Specialists from Adversa have published an analysis of the top 25 vulnerabilities of the Model Context Protocol (MCP). The researchers describe this work as “the most comprehensive analysis of MCP vulnerabilities to date.”
What MCP Is—and Why It Matters
The Model Context Protocol (MCP), developed by Anthropic and released as an open standard in 2024, provides a consistent method for connecting data sources with AI tools in a secure and accountable way. It defines how AI agents interact with tools, other agents, data, and context.
Like any other software, MCP is not immune to weaknesses. As we discussed in a separate article, vulnerabilities in the protocol could be exploited by malicious actors.
Adversa’s Contribution vs. OWASP’s Future List
OWASP is already preparing its own top 10 list of MCP issues, but that project is still underway.

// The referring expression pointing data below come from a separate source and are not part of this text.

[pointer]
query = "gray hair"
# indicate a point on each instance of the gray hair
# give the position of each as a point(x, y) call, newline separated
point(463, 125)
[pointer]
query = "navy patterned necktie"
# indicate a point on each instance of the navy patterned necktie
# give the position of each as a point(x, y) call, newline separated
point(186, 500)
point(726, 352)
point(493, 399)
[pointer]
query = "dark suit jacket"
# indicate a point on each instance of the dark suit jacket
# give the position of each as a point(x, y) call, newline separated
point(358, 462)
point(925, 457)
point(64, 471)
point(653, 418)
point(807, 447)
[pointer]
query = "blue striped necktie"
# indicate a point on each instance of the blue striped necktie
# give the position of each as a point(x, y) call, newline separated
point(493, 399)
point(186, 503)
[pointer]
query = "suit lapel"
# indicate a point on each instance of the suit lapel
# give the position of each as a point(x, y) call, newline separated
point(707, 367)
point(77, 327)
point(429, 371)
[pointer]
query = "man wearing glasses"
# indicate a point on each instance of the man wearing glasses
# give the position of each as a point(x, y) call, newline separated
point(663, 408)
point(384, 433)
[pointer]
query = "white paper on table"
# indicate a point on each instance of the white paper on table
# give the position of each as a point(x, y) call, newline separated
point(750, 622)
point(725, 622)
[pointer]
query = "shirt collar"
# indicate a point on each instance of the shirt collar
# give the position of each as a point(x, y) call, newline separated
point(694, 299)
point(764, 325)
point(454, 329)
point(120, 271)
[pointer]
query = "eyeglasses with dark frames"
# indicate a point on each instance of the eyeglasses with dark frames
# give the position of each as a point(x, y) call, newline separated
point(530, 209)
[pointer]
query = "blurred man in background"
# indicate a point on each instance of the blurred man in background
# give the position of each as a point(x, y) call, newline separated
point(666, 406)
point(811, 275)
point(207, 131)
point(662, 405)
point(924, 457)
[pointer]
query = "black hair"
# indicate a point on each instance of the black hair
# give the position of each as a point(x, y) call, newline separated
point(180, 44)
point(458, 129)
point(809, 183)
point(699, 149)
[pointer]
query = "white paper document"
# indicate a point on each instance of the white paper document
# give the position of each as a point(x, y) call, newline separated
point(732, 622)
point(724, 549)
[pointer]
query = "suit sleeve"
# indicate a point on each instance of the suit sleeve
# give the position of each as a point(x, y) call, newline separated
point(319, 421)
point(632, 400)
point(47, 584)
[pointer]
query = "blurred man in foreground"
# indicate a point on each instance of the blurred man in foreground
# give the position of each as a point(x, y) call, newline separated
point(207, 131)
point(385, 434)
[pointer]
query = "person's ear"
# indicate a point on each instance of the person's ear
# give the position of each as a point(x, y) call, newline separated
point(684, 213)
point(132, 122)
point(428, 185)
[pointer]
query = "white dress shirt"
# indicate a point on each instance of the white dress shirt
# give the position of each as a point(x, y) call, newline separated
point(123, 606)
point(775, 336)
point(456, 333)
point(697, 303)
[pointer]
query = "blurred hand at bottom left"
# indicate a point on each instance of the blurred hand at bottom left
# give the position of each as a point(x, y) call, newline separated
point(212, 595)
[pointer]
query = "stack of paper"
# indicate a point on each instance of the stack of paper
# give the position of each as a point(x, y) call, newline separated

Adversa stresses that its work is not an attempt to compete with OWASP but to give immediate guidance to companies building agent-based AI solutions today.
“We will map to OWASP/CSA/NIST where appropriate and also plan to contribute to OWASP’s work on MCP as it formalizes,” the researchers said.

How the Ranking Works
The Adversa table assigns each vulnerability:
- an “official” name (plus common aliases),
- an impact assessment,
- an exploitability rating, and
- links to additional sources.
Impact ranges from Critical (full system compromise or remote code execution) to Low (information disclosure only). Exploitability runs from Trivial (possible with basic knowledge and browser access) to Very Hard (theoretical attacks requiring state-level resources).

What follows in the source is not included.